Over the next several years, however, Asimov began suffering from an array of unexplained symptoms, the most serious being a decrease in kidney function. His wife Janet, a doctor herself, had read up on AIDS and worried that his symptoms might be a result of the disease. In due course, Isaac was tested in 1990, and was found to be positive for HIV.
He considered announcing his condition, but his physicians, concerned about the anti-AIDS prejudice prevalent at the time (it was still associated in the popular conception with homosexuals and drug users), dissuaded him. He began a long, slow decline, throughout which he wrote as much as his body would permit him, then dictated to Janet for as long as his voice held out, but in the last few weeks, he was too weak to continue, and died on April 6, 1992.
After his death, his family again considered announcing his condition, since the more recent cases of people like Magic Johnson had removed some of the stigma around HIV and AIDS. But two days after Asimov's death, Arthur Ashe announced the he had contracted HIV, and the Asimov family felt it would be distracting to make their belated announcement then. That didn't happen until 2002, ten years after Asimov's death (by which time most of his doctors had also died), when Janet edited a compilation of his writings entitled It's Been a Good Life. She added, in an epilogue, a fuller story of his death, which had up to then be reported plainly as heart and kidney failure.
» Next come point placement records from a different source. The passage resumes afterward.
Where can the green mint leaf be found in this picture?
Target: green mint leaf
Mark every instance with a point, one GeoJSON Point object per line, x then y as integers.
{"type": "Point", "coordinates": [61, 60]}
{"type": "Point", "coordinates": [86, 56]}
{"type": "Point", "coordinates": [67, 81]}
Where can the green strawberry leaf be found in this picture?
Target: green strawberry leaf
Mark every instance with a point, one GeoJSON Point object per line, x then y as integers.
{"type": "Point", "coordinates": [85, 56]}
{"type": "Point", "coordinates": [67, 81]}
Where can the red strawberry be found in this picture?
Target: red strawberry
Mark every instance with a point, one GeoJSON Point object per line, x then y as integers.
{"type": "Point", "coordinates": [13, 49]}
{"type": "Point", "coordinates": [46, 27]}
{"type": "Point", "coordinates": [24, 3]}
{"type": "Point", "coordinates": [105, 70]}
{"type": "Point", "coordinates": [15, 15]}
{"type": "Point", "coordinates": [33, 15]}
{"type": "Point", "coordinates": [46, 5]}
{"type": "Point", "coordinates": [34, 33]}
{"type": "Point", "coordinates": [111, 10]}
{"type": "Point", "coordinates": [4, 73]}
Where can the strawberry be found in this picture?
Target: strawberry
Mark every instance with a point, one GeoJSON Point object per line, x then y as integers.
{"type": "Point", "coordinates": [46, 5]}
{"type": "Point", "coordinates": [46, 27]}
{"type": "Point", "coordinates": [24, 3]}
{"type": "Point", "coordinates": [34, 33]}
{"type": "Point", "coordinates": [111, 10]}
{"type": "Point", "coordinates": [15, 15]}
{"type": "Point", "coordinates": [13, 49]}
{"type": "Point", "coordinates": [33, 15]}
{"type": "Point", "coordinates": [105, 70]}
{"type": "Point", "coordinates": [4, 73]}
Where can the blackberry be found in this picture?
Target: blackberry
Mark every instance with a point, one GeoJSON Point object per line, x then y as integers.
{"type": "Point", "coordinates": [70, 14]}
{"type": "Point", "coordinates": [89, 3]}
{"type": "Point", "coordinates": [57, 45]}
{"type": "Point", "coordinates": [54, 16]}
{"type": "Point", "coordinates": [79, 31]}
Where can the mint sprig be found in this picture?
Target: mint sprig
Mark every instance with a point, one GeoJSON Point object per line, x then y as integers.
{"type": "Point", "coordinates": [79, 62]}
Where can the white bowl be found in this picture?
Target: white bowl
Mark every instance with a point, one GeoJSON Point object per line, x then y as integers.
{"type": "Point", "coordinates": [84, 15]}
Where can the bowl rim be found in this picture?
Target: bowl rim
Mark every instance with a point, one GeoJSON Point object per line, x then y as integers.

That much was true, but it was not the whole truth. (Janet herself died earlier in 2019, less than a year ago as I write this.)
Asimov, as I have mentioned, loved sharing what he had learned with his loyal readers, and I think it must have pained him that he wasn't able to write an explanation of his condition and how he contracted it (and I suspect he would have found it difficult to write a dispassionate essay about HIV and AIDS that didn't involve himself in some way). After more than four decades of reading his essays and emulating him as well as I can, I can think of no better tribute than to attempt an essay in his style.